For four weeks this summer, Oak Park elementary and middle-school students will once again be enjoying a new and exciting type of summer school opportunity created to enhance their study and reading skills while preparing them for the academic year ahead. In its second year at the Main Library, the program connects learning to inquiry, experimentation, and hands-on projects that focus on collaboration and relationship building while supporting basic skill development in literacy and math. Much of the work will explore themes of social justice and empowering all voices. Read more about the 2019 Power of Partnerships summer school program »

The following article was originally published in the The Storyline’s winter 2018-19 edition as “Empowering all voices means making some noise”

Reimagining what summer school can be

Visitors to the Main Library over four weeks this summer may have noticed it was a little noisier than usual on the second and third floors. From July 16 to August 10, 2018, the Main Library hosted a lively weekday summer school designed to reimagine learning and achievement for elementary and middle school students, including some who had been struggling in the previous school year and had lower Measures of Academic Progress (MAP) scores.

When your goal is to empower all voices, you’re bound to make some noise.

“We’re trying to show all kids there is no limit to what you can achieve,” said Frances Kraft, co-founder of the Equity Team (E-Team), which collaborated with the library, Dominican University, and Oak Park Elementary School District 97 on the free Power of Partnerships summer school program.

“Libraries are some of the most trusted spaces in our community,” said Executive Director David J. Seleb. “If we can look beyond some of the traditional roles we have ascribed for ourselves or allowed others to ascribe to us, we have an incredible opportunity.”

Empowering all voices

In the Silent Reading Room and other library spaces, 55 students going into grades 2–8 worked in small groups and one-on-one with instructors in math, reading, and writing.

They did yoga, built architectural models, programmed robots, sang, danced, and performed spoken word.

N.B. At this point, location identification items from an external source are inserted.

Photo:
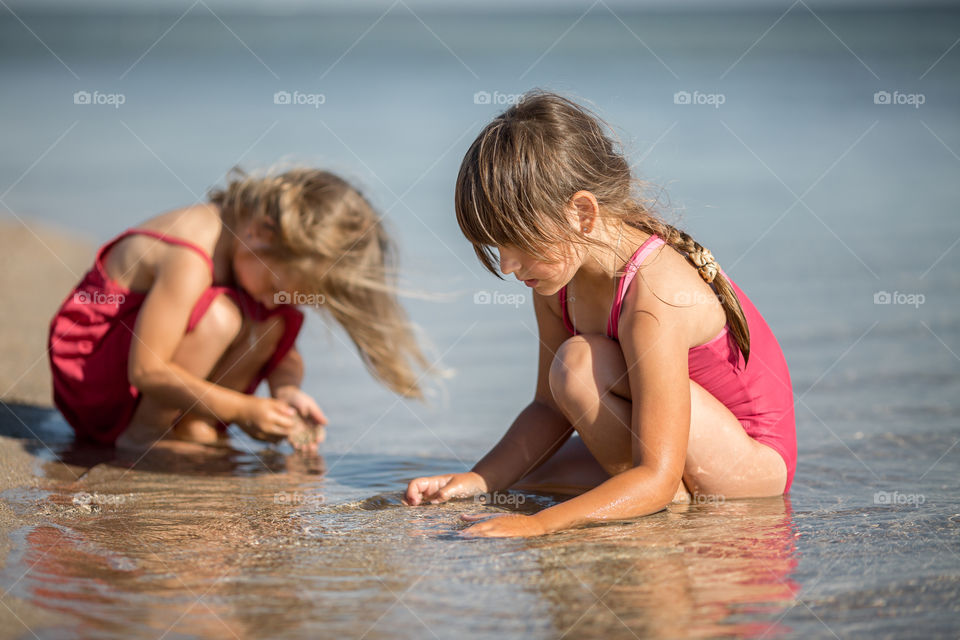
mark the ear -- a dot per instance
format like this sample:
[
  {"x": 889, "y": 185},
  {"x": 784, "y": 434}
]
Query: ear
[
  {"x": 584, "y": 208},
  {"x": 259, "y": 233}
]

The library is a neutral community space, and “a welcoming place where families can go not just to get a book, but to get support for their families,” Kraft added. “That’s why it made perfect sense to ground this work at the library.”

Community support

To make the program’s inquiry-based learning possible, “we had amazing people from the community come in,” Kraft said.

They included Dominican University reading specialists, a Spoken Word teacher from Oak Park and River Forest High School, and staff from the Frank Lloyd Wright Foundation, Keys2Broadway Educational Theater Company, and the Oak Park River Forest Food Pantry.

Some teen counselors themselves had been tutored and mentored at the library the previous school year in the IMLS–Triton College Activating Community Opportunities program.

An incubator for new approaches

For each child who participated, the E-Team tracked their progress and reported results back to District 97, with the goal of helping families and school staff work together as partners in the future.

Kraft said the Power of Partnerships program was meant to be an incubator for new approaches.

“For decades, Oak Park has been having conversations about the achievement gap, or the opportunity gap. That is the measurable gap between white and black students, between low-income and non-low-income students, in meeting or exceeding academic measures,” she said. “But Oak Park has every resource possible and the issue is not with our students or families. To really address this issue, systems have to change. People see this kind of summer school and say, maybe the system can change.”